Final fantasy

Benjamin Poynter

Artist Benjamin Poynter shrouded by his video game <i>The Dreamer</i>.

Artist Benjamin Poynter shrouded by his video game The Dreamer.

Photo by BRAD BYNUM

Nightfall, or Isolated in the Romantic Lie is on display through Dec. 15, Project NV and Le Petite Gallerie Numerique Galleries on the second floor in the Church Fine Arts Building, University of Nevada, Reno. The opening reception is Thursday, Dec. 1, at 5:30 p.m.
The Dreamer can also be played at benjamin poynter.com.

Upstairs in the University of Nevada, Reno art building, on the floor above the main art galleries, in a part of the building usually just seen by students and faculty, is a makeshift student art gallery. Upon entering, a viewer encounters a darkened room, with a computer and a projector. Projected onto the wall opposite the computer is a screen that reads “The Dreamer: You Are Now Part of the Spectacle … Space is the key to dreaming.”

The second phrase is a double entendre, and the perceptive art patron might hit the space bar on the computer and launch the video game The Dreamer, a surrealist platform game, like Super Mario Bros., depicting the nightmares of a stressed-out politician battling abstract symbolic villains to solve a debt crisis.

The game is one part of Nightfall or Isolated in the Romantic Lie, a multimedia digital art exhibition by UNR MFA student Benjamin Poynter. The exhibition stretches into the “Le Petite Gallerie,” basically a nearby stairwell, and also includes supplemental materials about the game and three short videos.

He wrote, designed and programmed the game, and even voiced the characters. He estimates that the game’s 60 levels required more than 300 hours of programming. About the only aspect of the game that he outsourced was the music, which includes classical pieces like “Moonlight Sonata.”

“I like putting classical music up against basic insanity,” he says.

Platform games are side-scrolling games in which the players direct their avatar characters to jump from platform to platform or jump over obstacles or onto enemies. Poynter says the piece was partially inspired by other platform games like Mario, Earthworm Jim and Psychonauts.

“There aren’t a lot of platform games anymore,” he says. “It’s mostly just first-person shooters.”

The game is also available to play on his website, benjaminpoynter.com.

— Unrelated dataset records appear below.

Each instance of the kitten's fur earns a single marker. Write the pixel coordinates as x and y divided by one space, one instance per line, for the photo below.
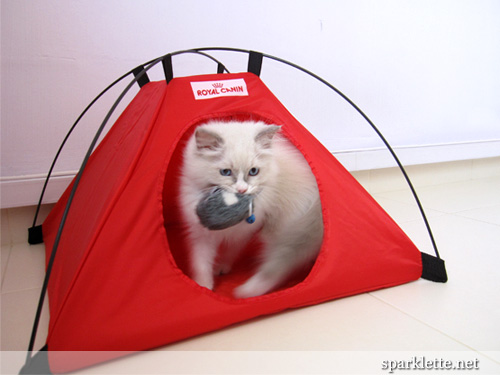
286 205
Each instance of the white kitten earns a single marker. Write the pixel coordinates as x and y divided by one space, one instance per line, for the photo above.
251 158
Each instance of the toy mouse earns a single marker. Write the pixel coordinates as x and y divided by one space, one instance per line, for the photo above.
220 209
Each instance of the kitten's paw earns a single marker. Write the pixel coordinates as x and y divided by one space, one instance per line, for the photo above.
207 281
222 269
255 286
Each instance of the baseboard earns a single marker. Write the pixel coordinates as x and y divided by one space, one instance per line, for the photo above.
380 158
25 190
453 161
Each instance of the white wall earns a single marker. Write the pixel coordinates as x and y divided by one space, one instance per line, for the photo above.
426 72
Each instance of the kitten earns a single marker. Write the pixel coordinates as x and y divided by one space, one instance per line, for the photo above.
252 158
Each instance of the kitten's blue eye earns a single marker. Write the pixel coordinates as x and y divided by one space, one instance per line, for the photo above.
253 172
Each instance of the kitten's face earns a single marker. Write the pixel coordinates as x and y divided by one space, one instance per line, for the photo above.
235 156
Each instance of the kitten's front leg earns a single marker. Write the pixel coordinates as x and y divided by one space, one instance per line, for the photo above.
202 262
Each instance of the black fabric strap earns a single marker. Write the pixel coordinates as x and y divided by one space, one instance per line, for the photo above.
142 77
220 68
433 269
167 68
38 364
255 62
35 235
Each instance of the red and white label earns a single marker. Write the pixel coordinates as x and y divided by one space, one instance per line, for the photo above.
219 89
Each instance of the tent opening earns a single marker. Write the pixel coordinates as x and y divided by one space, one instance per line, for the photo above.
248 261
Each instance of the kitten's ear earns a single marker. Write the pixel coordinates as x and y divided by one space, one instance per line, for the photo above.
265 137
208 140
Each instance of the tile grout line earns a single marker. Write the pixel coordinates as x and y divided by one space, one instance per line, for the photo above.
431 327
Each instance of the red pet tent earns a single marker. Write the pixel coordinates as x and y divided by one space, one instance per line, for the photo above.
120 281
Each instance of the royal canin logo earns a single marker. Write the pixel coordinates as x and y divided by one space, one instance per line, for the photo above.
217 89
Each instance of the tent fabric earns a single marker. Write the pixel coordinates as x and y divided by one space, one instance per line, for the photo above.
120 282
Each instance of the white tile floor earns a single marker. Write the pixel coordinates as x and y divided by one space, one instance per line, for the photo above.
459 320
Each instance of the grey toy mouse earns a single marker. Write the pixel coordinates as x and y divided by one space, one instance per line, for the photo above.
220 209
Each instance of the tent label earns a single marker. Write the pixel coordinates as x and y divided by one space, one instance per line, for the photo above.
218 89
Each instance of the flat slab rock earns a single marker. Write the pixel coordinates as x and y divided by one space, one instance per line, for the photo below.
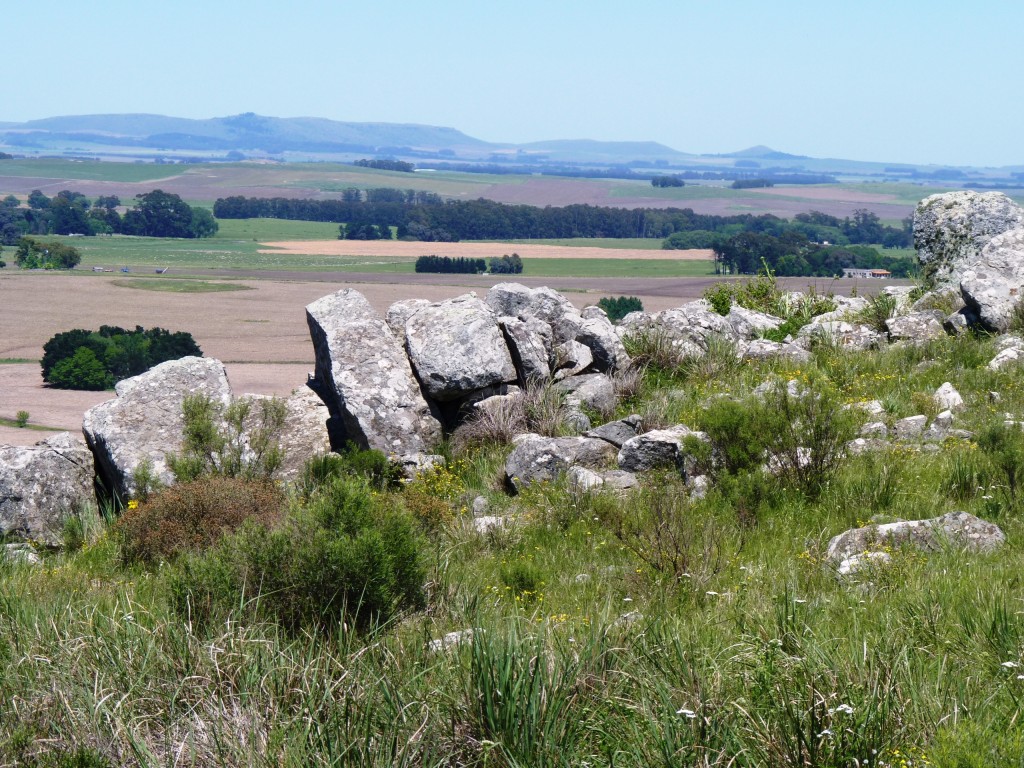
41 484
457 347
958 529
366 379
144 421
539 459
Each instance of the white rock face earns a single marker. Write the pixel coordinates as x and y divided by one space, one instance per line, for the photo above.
457 347
365 377
950 230
947 398
41 484
956 529
993 285
144 421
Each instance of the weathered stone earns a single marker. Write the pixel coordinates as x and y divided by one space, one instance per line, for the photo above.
659 448
761 349
748 325
398 313
1011 352
41 485
840 333
866 561
19 553
571 358
910 428
993 284
950 230
957 529
456 347
875 429
365 378
616 432
537 459
303 433
590 390
690 326
947 398
605 346
529 343
144 422
916 327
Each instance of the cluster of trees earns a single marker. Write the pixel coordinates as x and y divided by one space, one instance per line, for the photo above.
793 255
33 254
387 165
506 264
97 359
449 265
751 183
461 265
667 181
155 214
617 307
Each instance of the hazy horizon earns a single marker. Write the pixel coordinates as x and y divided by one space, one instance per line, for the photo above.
918 83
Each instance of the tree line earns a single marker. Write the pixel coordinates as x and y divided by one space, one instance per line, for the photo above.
154 214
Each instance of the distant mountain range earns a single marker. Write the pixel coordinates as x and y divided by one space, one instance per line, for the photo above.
256 136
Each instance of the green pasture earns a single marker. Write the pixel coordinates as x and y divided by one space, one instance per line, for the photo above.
88 170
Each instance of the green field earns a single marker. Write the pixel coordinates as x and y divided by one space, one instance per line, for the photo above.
237 246
89 169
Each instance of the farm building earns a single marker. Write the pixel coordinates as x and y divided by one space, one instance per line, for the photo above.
867 273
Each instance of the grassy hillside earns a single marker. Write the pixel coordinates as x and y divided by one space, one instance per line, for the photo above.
659 628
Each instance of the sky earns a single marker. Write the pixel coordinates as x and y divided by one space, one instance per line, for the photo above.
905 81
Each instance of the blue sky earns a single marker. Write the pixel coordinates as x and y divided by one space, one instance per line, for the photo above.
898 81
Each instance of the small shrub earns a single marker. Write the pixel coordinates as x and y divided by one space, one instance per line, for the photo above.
237 441
619 306
195 515
347 555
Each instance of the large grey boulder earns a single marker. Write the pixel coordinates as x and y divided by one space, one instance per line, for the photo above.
916 328
592 390
365 378
529 343
950 229
41 485
993 285
457 347
144 422
957 529
842 334
538 459
656 449
748 324
303 433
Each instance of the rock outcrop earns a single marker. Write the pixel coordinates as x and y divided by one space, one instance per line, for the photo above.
457 348
950 229
144 422
41 484
366 379
957 529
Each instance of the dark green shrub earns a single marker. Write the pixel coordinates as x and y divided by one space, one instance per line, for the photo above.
195 515
347 555
617 307
235 441
118 353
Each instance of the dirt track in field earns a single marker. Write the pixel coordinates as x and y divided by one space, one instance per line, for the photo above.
475 250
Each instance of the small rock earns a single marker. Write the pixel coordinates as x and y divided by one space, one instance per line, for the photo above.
947 398
910 427
451 640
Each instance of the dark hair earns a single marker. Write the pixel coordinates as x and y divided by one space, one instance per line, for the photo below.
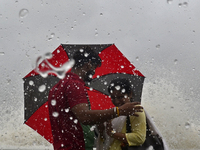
121 84
86 55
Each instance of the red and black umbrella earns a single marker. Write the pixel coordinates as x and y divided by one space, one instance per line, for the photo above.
36 88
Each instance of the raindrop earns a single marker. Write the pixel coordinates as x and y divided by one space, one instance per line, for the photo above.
42 88
169 1
35 99
31 82
117 87
48 55
175 61
86 54
158 46
90 76
2 53
67 110
23 13
185 4
187 125
53 102
75 121
55 114
123 90
52 35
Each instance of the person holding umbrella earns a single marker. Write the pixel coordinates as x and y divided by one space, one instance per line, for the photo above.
123 131
69 108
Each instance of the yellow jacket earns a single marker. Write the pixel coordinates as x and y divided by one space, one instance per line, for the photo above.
138 134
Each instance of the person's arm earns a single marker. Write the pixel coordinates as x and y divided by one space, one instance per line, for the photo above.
138 135
90 117
119 136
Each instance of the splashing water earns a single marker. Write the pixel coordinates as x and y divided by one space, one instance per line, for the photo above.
59 71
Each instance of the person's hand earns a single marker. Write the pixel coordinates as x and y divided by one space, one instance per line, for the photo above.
130 109
109 128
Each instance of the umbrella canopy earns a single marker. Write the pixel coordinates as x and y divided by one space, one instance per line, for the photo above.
36 88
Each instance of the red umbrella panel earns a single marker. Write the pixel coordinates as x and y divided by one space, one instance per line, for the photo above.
36 88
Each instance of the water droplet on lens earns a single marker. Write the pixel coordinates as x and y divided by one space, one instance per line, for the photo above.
187 125
31 82
158 46
86 54
23 13
175 61
52 35
185 4
2 53
35 99
75 121
42 88
55 114
67 110
48 55
169 1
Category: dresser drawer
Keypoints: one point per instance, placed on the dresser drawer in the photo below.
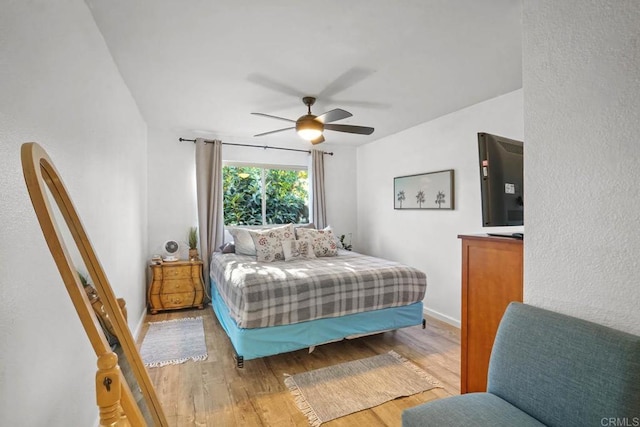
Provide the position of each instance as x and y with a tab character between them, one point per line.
178	272
182	299
176	286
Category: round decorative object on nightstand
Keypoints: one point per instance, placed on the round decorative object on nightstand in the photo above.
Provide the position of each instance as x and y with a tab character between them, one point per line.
171	248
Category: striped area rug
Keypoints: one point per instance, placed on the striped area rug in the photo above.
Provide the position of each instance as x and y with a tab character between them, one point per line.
335	391
174	341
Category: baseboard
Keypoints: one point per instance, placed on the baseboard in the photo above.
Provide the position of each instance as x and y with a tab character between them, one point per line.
447	319
138	329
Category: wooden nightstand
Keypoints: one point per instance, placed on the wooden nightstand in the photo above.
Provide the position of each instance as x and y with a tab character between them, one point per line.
176	285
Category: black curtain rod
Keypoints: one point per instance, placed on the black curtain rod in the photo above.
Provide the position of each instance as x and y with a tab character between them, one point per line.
255	146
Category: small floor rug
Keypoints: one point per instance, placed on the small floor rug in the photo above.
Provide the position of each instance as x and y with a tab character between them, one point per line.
174	341
333	392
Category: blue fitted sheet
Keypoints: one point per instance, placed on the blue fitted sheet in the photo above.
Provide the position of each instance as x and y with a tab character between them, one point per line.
261	342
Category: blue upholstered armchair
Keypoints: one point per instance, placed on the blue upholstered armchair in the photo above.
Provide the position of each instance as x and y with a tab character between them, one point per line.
548	369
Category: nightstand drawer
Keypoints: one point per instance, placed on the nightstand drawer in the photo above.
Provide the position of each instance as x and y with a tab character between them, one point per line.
178	272
183	299
176	286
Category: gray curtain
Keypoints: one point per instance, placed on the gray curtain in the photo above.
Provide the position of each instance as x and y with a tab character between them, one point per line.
209	195
317	189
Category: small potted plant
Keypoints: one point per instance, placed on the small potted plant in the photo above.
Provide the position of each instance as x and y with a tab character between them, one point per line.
193	244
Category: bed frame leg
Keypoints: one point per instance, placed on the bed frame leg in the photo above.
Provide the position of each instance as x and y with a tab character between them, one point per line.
239	360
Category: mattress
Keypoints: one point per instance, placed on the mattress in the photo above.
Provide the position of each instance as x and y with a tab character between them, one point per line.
261	295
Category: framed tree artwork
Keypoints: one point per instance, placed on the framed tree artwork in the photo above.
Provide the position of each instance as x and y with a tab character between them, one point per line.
431	190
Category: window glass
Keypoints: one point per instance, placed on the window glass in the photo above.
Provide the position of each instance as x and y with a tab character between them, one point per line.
260	195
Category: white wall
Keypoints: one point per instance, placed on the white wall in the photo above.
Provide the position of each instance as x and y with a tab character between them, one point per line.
60	87
582	118
172	196
428	239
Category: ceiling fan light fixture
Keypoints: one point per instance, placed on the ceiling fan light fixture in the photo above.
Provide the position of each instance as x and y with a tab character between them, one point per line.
309	128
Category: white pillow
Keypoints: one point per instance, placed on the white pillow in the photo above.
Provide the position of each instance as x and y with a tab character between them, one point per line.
323	241
243	241
297	249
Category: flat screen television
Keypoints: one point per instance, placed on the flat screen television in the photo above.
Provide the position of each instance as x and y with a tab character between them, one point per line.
501	178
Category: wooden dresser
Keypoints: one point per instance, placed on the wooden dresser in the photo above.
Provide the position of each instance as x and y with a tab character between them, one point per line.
175	285
492	274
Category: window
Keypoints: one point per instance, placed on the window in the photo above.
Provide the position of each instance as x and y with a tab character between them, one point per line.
261	195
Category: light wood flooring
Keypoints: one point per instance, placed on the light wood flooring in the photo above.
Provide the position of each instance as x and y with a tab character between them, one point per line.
217	393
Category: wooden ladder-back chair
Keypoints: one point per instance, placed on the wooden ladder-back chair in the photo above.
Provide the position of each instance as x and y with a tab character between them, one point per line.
115	399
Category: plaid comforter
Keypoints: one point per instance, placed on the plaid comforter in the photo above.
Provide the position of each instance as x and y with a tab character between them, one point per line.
284	292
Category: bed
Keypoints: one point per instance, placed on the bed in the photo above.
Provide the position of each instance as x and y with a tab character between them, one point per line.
268	308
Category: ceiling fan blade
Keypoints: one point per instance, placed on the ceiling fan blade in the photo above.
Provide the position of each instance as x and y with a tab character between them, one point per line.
273	117
273	131
347	79
334	115
318	140
361	130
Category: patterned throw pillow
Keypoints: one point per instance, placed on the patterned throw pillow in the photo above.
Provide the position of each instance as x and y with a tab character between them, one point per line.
297	249
268	243
322	241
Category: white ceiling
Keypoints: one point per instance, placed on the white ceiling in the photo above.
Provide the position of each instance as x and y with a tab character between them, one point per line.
200	67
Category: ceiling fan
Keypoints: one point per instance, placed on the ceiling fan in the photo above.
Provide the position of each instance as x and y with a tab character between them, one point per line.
311	127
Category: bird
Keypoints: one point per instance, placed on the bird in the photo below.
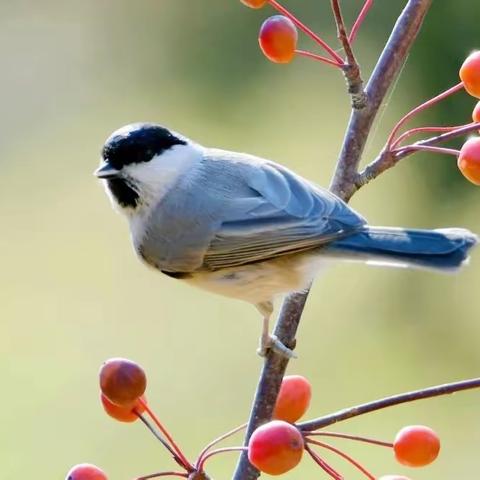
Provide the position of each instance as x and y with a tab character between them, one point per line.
246	227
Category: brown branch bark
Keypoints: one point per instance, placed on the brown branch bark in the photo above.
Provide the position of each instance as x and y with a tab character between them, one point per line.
422	394
387	160
343	184
351	70
386	71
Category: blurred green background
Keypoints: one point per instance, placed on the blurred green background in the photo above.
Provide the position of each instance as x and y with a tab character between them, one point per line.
73	294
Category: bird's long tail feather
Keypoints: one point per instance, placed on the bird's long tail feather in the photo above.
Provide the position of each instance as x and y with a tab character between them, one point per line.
443	249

In addition to The Dreamer, the exhibition includes three video pieces: An animated short called “The Issue with Fantasy,” about a romance curbed by an overactive imagination; “Black Vignette of All Simulated Labor,” a black-and-white portrayal of the angst, stress and tedium Poynter says is inherent in making digital art; and “Ghosts of Lovers Still Gambling,” an “experimental augmented-reality narrative,” a video that transposes angelic animated characters haunting the neon signs outside downtown Reno casinos.

“This is the depressing part of the show,” says Poynter of the videos. “It’s ill-fated romance, people dead in the city, and labor.”

Poynter, like many grad students, tends to talk about his work in exceedingly academic terms—he namedrops Jean Baudrillard, for example—but the game is fun, if a bit clunky, and the animation accessible and appealing.

The unifying theme of the show is the tension between fantasy and reality, and more specifically how time spent in pop culture digital fantasia, like video games and online communities, can disconnect us from the physical world and our real-life problems, like the politician’s debt crises.

“It’s united in one aspect,” says Poynter. “All the pieces deal with characters trapped between realms of fantasy and reality.”